Party being forged to meet challenges
Chinese President Xi Jinping, also general secretary of the Communist Party of China (CPC) Central Committee and chairman of the Central Military Commission, addresses the 6th plenary session of the 18th CPC Central Commission for Discipline Inspection (CCDI) in Beijing, Jan 12, 2016. [Photo/Xinhua] |
As top leader of the ruling party of the world's largest and fast-growing developing country, what kind of political party Xi Jinping is resolved to forge and how does he plan to govern a party with a 95-year-old history and more than 88 million members that aims to realize the Chinese Dream of national rejuvenation?
The answers to such questions were offered by the just-concluded Sixth Plenum of the 18th Communist Party of China Central Committee four years after Xi became the Party general secretary. At the plenum, Xi made clear the ruling party will be forged to deal with various crises and challenges within and outside the Party and the nation, and to implement the Party leadership's decisions without reservations. He also said the ruling party will have a strong executive capability and revolutionary spirit.
Several political parties emerged in modern China to free the country and its people from foreign oppression and aggression, but all failed in their mission except the CPC. The CPC's success can largely be attributed to the extensive support and endorsement it gained from the Chinese people. Without any selfish interest, the CPC made unremitting efforts for the benefit of the Chinese nation and its people. It is this consistent revolutionary spirit that has won for the CPC the Chinese people's extensive approval and backing in modern times and given it the status of the ruling party.
Despite its past revolutionary victory, the CPC today faces a series of severe tests. For any political party, the biggest challenge after becoming the ruling party is how to prevent decadence. Such tempting factors as power, status, money and other material benefits usually start to erode the revolutionary spirit of a political party after it comes to power.
As Xi said on the 95th anniversary of the founding of the CPC on July 1, the biggest test for a ruling party is how to resist corruption. Since the CPC became China's ruling party in 1949, some of its members and cadres have violated the law and Party discipline and isolated themselves from the public. While making remarkable economic achievements since the adoption of reform and opening-up in 1978 and building socialist market economy in the country, the CPC has also faced serious problems such as the vanishing of its long-cherished revolutionary spirit.
For a ruling party, spiritual decadence is the same harmful as physical decadence. The greatest threat to its ruling status is the disappearance of its belief, lax discipline and the abuse of power by officials for selfish gains.
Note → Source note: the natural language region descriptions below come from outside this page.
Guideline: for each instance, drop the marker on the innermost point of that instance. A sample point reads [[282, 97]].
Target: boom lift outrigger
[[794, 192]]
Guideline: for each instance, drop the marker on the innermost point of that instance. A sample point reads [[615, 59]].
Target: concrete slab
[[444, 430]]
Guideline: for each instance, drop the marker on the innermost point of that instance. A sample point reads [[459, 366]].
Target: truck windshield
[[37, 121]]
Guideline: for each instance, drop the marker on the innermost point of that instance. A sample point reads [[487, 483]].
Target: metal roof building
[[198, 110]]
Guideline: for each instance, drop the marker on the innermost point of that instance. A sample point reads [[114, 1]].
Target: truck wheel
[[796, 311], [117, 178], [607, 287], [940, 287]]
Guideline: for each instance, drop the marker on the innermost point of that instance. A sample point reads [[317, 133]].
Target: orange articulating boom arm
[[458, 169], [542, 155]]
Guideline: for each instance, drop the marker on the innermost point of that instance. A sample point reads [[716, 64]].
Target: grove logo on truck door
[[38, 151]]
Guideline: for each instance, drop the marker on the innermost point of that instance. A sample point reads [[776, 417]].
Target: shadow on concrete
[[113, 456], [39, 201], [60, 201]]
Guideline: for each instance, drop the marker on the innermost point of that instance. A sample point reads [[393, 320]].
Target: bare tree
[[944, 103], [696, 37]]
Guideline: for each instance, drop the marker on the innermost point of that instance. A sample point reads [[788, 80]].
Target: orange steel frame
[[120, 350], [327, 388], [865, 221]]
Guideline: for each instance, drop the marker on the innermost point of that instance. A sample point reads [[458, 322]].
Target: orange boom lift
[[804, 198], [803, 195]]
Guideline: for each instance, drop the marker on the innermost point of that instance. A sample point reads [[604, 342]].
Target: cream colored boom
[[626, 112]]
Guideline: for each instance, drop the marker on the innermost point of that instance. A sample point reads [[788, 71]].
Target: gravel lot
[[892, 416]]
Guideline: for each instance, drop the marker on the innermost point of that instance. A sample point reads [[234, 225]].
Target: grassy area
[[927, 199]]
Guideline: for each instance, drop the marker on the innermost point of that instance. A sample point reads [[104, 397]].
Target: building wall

A very important goal of the CPC is to lead the people to strive for the rejuvenation of the Chinese nation. If the CPC depended on an unyielding revolutionary spirit to found New China in 1949, then it still needs such a spirit on the "New Long March" it has embarked on to resist temptations and overcome difficulties.
Bad behaviors of some of its members in their political life and working style, if unchecked, will weaken the Party's power and governing capability, distance it from the public and eventually endanger its ruling party status. It is because of such concerns that Xi has launched an unprecedented campaign to combat corruption and the unhealthy tendencies within the Party since taking office as top Party leader. A series of very strong measures he has taken to fight decadent behaviors among Party members also reflects his determination to better inherit the revolutionary spirit for the ruling Party.
It is the effective measures pushed by Xi to promote better governance within the Party that have brought about positive changes in the CPC and won the public praise for being a governing party with resolute beliefs and good working-styles established during the revolutionary era.
The author is a researcher at the Beijing municipal Party school.